Sueño con una Iglesia que se parezca más a Jesús y menos al Herodes del control religioso. Una Iglesia que escuche con atención antes de imponer, que acoja a toda persona que se acerca sin seleccionar sólo a las más calificadas, que sirva y celebre antes que administrar.
Hoy, más que nunca, creo que necesitamos ministros que vivan la paz como forma de estar en el mundo. Una paz como elección radical, solidaria y encarnada, y no como una consigna vacía o una postura neutral.

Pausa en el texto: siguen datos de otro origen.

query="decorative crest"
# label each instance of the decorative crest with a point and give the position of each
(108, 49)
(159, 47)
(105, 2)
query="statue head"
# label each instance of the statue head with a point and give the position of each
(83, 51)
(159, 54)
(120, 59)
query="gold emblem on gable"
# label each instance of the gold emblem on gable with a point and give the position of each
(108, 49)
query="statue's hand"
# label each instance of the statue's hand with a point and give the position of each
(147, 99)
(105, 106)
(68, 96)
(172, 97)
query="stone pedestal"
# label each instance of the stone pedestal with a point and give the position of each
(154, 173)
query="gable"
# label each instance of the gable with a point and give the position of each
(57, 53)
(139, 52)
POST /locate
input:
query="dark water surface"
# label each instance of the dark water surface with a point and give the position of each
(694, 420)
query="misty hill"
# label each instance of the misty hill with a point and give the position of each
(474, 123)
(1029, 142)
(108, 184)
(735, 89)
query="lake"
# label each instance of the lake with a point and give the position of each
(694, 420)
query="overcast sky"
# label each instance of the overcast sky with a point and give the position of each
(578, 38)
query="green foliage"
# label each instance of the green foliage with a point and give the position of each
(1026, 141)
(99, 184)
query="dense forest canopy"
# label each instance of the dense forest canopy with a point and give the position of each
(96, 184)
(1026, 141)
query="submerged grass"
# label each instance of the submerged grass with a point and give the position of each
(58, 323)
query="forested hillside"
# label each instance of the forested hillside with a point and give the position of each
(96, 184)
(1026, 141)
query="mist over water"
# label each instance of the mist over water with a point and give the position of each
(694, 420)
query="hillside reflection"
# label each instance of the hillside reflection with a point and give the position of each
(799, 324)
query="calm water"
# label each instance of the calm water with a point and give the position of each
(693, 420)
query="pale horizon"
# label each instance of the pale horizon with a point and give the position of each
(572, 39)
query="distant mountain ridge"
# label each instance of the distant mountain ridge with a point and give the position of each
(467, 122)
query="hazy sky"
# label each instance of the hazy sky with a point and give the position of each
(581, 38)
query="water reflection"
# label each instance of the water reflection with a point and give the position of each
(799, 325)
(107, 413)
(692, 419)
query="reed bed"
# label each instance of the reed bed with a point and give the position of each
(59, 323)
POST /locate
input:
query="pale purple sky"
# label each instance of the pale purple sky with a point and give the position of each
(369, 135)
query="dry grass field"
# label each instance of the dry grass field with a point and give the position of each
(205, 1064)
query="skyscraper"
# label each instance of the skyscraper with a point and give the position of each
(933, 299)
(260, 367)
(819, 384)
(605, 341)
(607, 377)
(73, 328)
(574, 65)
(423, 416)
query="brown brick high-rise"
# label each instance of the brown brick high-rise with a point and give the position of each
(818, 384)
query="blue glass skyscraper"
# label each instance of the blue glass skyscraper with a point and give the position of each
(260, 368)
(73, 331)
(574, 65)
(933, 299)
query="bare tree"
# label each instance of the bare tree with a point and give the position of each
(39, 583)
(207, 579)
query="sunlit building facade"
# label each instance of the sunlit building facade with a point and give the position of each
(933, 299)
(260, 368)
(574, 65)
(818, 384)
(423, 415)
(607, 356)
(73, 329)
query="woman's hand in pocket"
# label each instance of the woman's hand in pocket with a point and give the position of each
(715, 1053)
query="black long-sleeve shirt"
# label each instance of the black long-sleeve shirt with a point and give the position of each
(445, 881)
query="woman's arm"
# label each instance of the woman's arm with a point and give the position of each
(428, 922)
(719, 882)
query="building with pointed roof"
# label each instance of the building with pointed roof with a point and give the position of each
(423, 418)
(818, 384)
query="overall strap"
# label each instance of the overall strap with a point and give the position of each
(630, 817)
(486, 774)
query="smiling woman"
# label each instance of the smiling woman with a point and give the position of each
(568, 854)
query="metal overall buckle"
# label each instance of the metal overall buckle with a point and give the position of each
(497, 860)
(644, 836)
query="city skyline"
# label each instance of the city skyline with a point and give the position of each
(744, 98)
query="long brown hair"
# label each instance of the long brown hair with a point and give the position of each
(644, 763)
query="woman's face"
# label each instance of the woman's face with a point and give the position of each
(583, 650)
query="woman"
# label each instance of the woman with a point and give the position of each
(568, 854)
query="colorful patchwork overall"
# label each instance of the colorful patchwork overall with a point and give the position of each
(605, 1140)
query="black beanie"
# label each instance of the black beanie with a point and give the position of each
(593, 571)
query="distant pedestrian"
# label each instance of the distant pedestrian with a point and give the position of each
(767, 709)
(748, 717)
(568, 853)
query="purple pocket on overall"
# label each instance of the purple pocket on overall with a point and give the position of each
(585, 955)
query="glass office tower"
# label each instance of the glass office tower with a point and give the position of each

Me preparo para ser ordenado diácono con el corazón agradecido. No porque lo merezca, sino porque me siento profundamente llamado por Jesús a amar y servir a su modo. Aunque experimento temor, también hay una fuerte alegría porque sé que no camino solo, sino que me acompañan quienes que me han revelado el rostro de Cristo: comunidades que sueñan, jóvenes que buscan, religiosas que cuidan y personas que no se rinden.
Desde esa comunión quiero anunciar con mi vida que la paz es posible, que hay una mesa donde cabemos todos, que hay un pan que no se agota y que Dios no se cansa de salir a nuestro encuentro. Incluso cuando todo parece perdido, la vida puede abrirse paso si hay alguien dispuesto a sentarse a la mesa y compartir el Pan.







Un comentario
Gracias por tu compromiso Max. Da mucha esperanza!